In recent years, TSL stock has often been driven by “future growth potential” rather than just car sales. Recently, an analyst raised the target price to $548, believing that TSL is moving towards the physical AI stage, which includes robotaxi, autonomous driving, and AI-driven robotic services. Additionally, several policy approvals are accelerating this process, such as being allowed to test robotaxi services in Arizona. The stock price has risen by about 28-30% due to this news.
Detailed Explanation of the Three Major Growth Logics
- Robotaxi and Self-Driving Services: TSL has advanced robotaxi testing projects in multiple states and is currently approved to conduct robotaxi tests with safety drivers in Arizona. If it can expand to driverless or reduce human intervention stages in the future, the potential market is very large.
- Optimus and Physical Robot/AI Projects: In addition to the cars themselves, Tesla’s Optimus project and AI-driven businesses are considered important sources of future value. The company is shifting from merely selling cars to a comprehensive business of hardware + software + AI, which will bring new profit growth points.
- Energy Storage and Policy Support: Renewable energy, battery storage, solar power generation, and other businesses are highly valued segments of TSL’s existing assets. With the global demand for clean energy rising and the promotion of new energy policies in places like the United States, these businesses can provide stable cash flow in the medium to long term.
Market challenges and valuation concerns
- Valuation risk: The current valuation of TSL (based on expectations of future growth) is already very high, and investors must believe that future growth can be sustained. If growth slows down or does not meet expectations, a significant correction may occur.
- Regulatory and safety issues: The autonomous driving and robotaxi projects need to overcome regulatory and liability problems. If accidents occur or regulations hinder progress, it may affect market confidence.
- Increasing Competition: In addition to traditional car manufacturers, many tech companies and emerging EV companies are also investing in autonomous driving and AI, leading to fierce competition.

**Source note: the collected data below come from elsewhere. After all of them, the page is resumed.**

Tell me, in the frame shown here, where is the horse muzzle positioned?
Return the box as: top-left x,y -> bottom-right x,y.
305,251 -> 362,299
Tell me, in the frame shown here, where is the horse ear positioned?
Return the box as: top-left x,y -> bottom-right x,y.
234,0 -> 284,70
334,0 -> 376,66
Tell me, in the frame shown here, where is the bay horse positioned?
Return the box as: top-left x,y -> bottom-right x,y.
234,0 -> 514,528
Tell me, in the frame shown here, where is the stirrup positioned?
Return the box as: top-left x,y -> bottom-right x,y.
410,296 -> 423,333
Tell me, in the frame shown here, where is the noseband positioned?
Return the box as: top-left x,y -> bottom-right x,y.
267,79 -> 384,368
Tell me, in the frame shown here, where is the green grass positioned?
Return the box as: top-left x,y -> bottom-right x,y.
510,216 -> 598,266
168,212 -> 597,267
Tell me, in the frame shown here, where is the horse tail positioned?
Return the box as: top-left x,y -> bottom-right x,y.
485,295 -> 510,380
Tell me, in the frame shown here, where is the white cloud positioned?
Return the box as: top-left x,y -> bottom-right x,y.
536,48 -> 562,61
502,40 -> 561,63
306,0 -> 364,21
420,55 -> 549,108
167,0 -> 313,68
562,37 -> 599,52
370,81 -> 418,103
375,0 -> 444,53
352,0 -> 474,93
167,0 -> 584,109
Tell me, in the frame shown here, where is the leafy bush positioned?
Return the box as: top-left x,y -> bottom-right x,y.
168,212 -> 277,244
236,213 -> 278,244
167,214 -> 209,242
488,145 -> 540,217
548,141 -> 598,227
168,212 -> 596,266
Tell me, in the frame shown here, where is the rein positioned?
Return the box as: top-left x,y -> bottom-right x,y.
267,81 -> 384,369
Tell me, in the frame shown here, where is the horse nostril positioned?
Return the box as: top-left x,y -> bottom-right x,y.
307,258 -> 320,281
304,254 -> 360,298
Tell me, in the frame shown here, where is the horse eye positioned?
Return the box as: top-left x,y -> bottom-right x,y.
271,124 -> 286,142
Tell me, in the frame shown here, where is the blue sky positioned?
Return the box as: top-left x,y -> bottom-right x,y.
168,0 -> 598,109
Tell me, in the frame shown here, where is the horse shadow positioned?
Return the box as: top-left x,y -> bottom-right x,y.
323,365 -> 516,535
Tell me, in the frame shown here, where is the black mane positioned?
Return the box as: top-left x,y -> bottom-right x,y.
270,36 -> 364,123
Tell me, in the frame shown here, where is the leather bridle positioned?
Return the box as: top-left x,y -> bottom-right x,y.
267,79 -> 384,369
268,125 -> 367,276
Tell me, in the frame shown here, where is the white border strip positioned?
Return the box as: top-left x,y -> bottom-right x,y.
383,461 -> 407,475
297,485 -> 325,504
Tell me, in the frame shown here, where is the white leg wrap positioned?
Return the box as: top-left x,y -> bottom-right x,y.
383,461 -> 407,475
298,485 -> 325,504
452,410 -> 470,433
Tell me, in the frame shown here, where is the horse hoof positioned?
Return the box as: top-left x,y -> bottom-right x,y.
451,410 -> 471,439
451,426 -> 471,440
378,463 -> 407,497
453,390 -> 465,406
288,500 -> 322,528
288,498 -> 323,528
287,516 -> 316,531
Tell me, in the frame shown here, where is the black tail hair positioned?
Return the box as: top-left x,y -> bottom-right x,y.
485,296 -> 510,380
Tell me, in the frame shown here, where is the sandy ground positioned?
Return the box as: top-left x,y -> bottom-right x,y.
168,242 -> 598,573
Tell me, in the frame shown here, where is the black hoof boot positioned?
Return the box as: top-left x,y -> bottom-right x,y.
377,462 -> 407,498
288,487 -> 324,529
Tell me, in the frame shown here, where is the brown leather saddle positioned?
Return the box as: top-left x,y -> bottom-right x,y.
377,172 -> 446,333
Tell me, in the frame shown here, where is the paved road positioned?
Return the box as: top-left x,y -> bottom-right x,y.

It is not easy for TSL to maintain its lead.
How can beginners seize opportunities and avoid risks?
- First, pay attention to the company’s major announcements and financial reports: delivery data, AI business progress, and robotaxi test results are key indicators.
- Set reasonable target prices and stop-loss lines: establish the acceptable risk and expected returns for investments.
- Diversified investment: Do not concentrate all funds on a single asset, as technology growth stocks are highly volatile.
- Long-term vs Short-term: If you have confidence in TSL’s vision for the next 5 years, you may consider holding it long-term; if you are only seeking short-term profits, be aware of the impact of volatility and market sentiment.